Jennison was thinking. He had no doubt now that it was to that herbalist’s shop that Alfred Jakyn had gone when he came up Crowndale Road. Perhaps he had looked into its window out of mere curiosity while waiting for Syphax, and had seen inside somebody that he recognised; perhaps that somebody had been Mrs. Nicholas Jakyn; perhaps Syphax had purposely brought him there to see Mrs. Nicholas; perhaps . . . but it was idle to speculate. There were certain things that he now knew as facts---and he meant to make good use of them, to his own benefit.
“What time at night does this Mrs. Reegrater shut up shop?” he asked suddenly. “Early or late?”
“Oh, late!” answered the greengrocer. “Known her keep it open till twelve o’clock. Good part of her trade’s done at night. That lady I spoke about---she’s generally here very late---I’ve seen her leaving after eleven, many a time. She never leaves though, till after the shop’s closed. But what’s it all about, mister?”
“I’ll tell you later,” replied Jennison. “Serious matter---very. I’m just going to see if she’s come back.”
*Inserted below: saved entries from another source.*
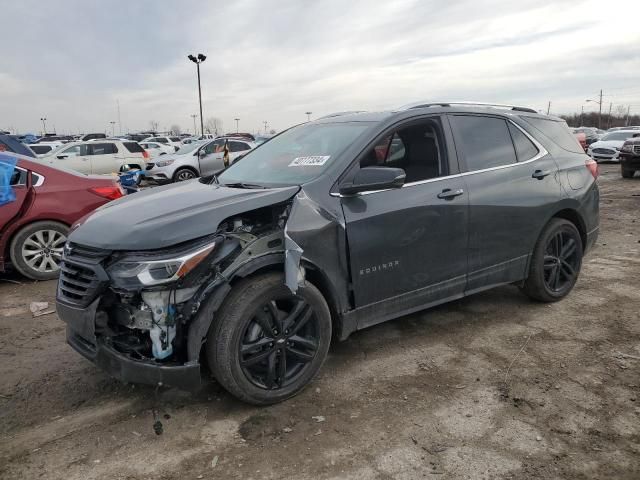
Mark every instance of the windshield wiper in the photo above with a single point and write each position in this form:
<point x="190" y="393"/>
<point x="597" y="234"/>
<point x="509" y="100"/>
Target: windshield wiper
<point x="242" y="185"/>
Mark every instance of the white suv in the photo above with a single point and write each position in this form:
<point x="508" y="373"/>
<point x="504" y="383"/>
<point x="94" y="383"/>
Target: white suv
<point x="196" y="159"/>
<point x="175" y="142"/>
<point x="98" y="157"/>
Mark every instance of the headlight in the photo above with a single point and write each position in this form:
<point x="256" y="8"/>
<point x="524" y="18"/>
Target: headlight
<point x="164" y="163"/>
<point x="146" y="270"/>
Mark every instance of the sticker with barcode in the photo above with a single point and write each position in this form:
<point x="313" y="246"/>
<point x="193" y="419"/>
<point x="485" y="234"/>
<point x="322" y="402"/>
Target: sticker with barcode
<point x="310" y="161"/>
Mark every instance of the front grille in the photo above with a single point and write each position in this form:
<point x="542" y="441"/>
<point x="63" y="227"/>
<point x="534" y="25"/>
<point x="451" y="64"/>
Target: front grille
<point x="604" y="151"/>
<point x="76" y="250"/>
<point x="81" y="275"/>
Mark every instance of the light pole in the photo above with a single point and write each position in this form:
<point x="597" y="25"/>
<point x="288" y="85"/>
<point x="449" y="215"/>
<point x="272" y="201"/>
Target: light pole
<point x="600" y="105"/>
<point x="198" y="60"/>
<point x="194" y="116"/>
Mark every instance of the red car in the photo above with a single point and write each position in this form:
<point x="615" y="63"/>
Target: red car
<point x="34" y="227"/>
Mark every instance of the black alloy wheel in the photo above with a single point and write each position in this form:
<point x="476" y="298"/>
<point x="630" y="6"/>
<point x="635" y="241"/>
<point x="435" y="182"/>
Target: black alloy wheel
<point x="265" y="343"/>
<point x="555" y="263"/>
<point x="279" y="343"/>
<point x="561" y="262"/>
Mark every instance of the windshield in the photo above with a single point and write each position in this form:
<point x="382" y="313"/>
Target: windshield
<point x="296" y="156"/>
<point x="617" y="136"/>
<point x="188" y="147"/>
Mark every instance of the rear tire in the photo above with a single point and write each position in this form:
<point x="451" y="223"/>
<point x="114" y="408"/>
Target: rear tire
<point x="245" y="349"/>
<point x="555" y="263"/>
<point x="627" y="172"/>
<point x="36" y="250"/>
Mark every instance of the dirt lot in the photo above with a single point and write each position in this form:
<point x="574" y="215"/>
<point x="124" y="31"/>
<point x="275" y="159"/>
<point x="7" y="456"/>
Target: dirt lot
<point x="492" y="386"/>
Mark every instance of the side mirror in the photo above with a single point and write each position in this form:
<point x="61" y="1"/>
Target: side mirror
<point x="374" y="178"/>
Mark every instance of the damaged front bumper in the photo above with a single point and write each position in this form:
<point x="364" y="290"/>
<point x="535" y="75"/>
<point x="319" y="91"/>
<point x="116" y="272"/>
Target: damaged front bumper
<point x="81" y="337"/>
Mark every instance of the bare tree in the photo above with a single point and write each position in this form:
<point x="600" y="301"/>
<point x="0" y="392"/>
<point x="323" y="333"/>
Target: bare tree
<point x="213" y="125"/>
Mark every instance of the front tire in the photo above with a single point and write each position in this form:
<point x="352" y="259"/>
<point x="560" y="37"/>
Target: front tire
<point x="36" y="250"/>
<point x="183" y="174"/>
<point x="556" y="261"/>
<point x="266" y="344"/>
<point x="627" y="172"/>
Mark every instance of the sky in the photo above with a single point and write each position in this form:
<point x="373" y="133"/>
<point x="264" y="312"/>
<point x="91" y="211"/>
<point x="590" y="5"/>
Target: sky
<point x="72" y="62"/>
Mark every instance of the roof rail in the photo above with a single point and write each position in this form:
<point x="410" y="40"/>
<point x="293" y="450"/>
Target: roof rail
<point x="471" y="104"/>
<point x="339" y="114"/>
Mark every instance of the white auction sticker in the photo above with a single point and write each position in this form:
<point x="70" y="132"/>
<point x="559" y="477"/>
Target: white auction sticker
<point x="310" y="161"/>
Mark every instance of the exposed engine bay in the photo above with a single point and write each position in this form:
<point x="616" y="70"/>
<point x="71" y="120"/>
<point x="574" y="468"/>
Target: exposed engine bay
<point x="152" y="323"/>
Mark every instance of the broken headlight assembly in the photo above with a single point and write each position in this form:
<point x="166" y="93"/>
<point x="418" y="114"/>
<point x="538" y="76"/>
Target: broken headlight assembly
<point x="137" y="270"/>
<point x="164" y="163"/>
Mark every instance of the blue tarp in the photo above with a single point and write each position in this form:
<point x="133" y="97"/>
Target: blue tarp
<point x="7" y="166"/>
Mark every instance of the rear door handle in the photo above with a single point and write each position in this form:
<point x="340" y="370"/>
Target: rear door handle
<point x="448" y="194"/>
<point x="540" y="174"/>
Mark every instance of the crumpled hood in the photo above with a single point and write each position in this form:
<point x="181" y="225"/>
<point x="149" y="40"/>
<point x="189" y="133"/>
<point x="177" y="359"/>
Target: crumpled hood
<point x="608" y="144"/>
<point x="164" y="216"/>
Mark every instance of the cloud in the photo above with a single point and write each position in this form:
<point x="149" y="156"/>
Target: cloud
<point x="71" y="61"/>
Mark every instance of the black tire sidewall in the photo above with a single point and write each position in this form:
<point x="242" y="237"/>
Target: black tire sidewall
<point x="16" y="248"/>
<point x="535" y="286"/>
<point x="230" y="323"/>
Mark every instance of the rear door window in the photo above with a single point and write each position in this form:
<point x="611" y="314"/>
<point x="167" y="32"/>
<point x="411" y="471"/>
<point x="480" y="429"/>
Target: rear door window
<point x="133" y="147"/>
<point x="525" y="149"/>
<point x="556" y="131"/>
<point x="485" y="141"/>
<point x="103" y="148"/>
<point x="238" y="147"/>
<point x="75" y="151"/>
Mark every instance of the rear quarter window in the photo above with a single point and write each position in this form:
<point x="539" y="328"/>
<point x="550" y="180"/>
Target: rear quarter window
<point x="133" y="147"/>
<point x="557" y="132"/>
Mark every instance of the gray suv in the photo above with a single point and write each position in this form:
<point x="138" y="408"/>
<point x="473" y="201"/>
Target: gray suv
<point x="329" y="227"/>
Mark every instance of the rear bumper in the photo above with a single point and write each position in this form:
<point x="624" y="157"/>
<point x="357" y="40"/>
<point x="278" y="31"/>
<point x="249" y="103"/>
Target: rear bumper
<point x="630" y="161"/>
<point x="81" y="337"/>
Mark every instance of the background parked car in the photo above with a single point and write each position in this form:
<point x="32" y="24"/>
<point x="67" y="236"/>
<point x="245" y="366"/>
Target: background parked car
<point x="8" y="143"/>
<point x="34" y="227"/>
<point x="41" y="149"/>
<point x="608" y="147"/>
<point x="156" y="149"/>
<point x="195" y="160"/>
<point x="92" y="136"/>
<point x="176" y="142"/>
<point x="98" y="157"/>
<point x="630" y="157"/>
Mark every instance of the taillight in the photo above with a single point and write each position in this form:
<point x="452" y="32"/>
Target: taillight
<point x="592" y="166"/>
<point x="110" y="193"/>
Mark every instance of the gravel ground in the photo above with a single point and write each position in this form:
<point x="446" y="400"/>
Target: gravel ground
<point x="491" y="386"/>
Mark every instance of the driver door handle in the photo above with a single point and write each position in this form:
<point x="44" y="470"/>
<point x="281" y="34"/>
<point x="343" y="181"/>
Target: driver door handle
<point x="540" y="174"/>
<point x="448" y="194"/>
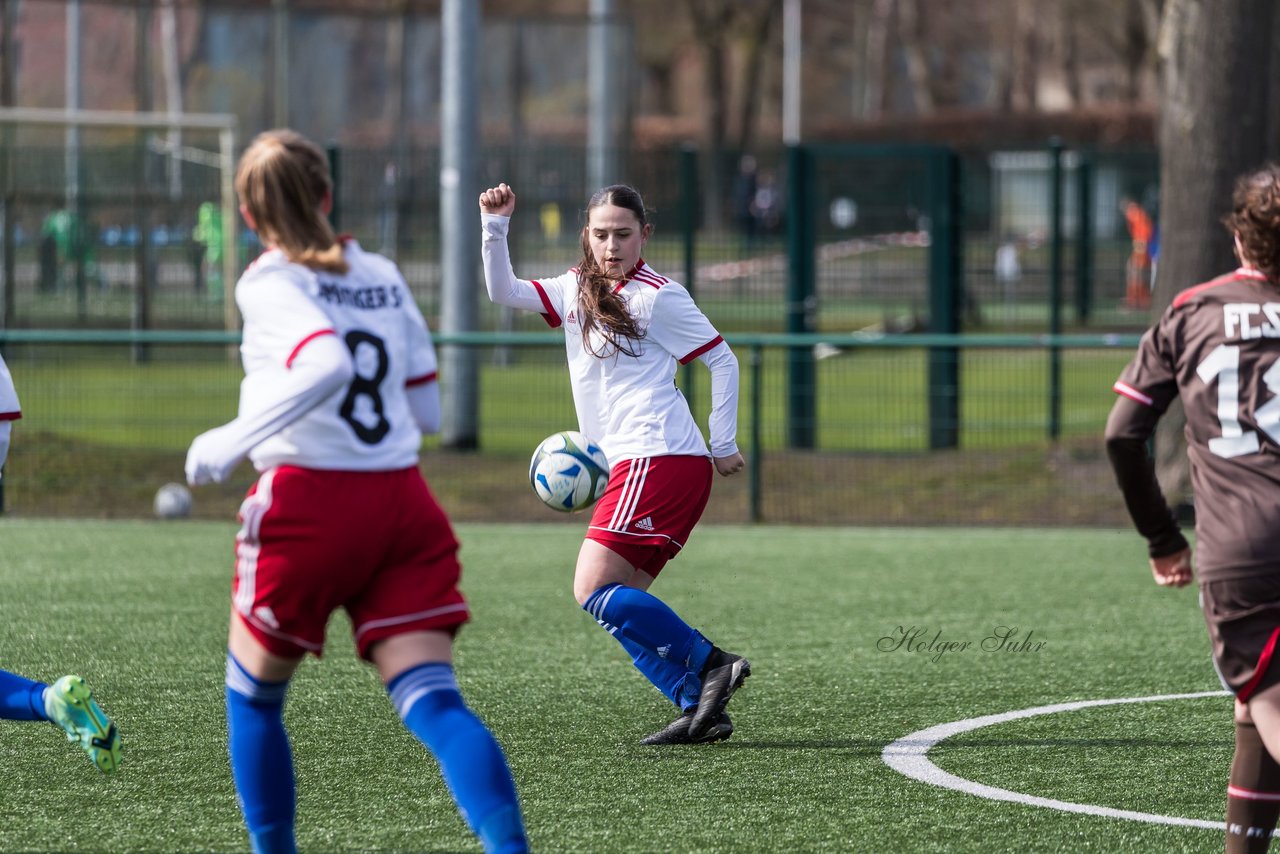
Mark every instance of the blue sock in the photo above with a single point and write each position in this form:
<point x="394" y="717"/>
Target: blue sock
<point x="679" y="685"/>
<point x="645" y="621"/>
<point x="21" y="698"/>
<point x="474" y="767"/>
<point x="261" y="761"/>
He went across the street and into the shop, and through the glass-paned door to the parlour. Everything was still as before, but on the hearthrug the kitten was chasing and frolicking with a crumpled ball of pink paper. Something prompted Jennison to pick that ball up and to smooth out the folds. And the next instant he found himself staring at a telegram on which was a message of three words:
“Leave at once.”
“And---she left!” muttered Jennison, with a cynical laugh. Didn’t stand on the order of her going, as they say. “O----” He paused as the clock in the shop began to strike. “By George!---eleven!” he exclaimed. “Trusford----”
Crumbling the telegram in his hand, he hurried out of the room and the house, and made round the corner of the street into Crowndale Road---to run, full tilt, into the arms of Womersley and Holaday.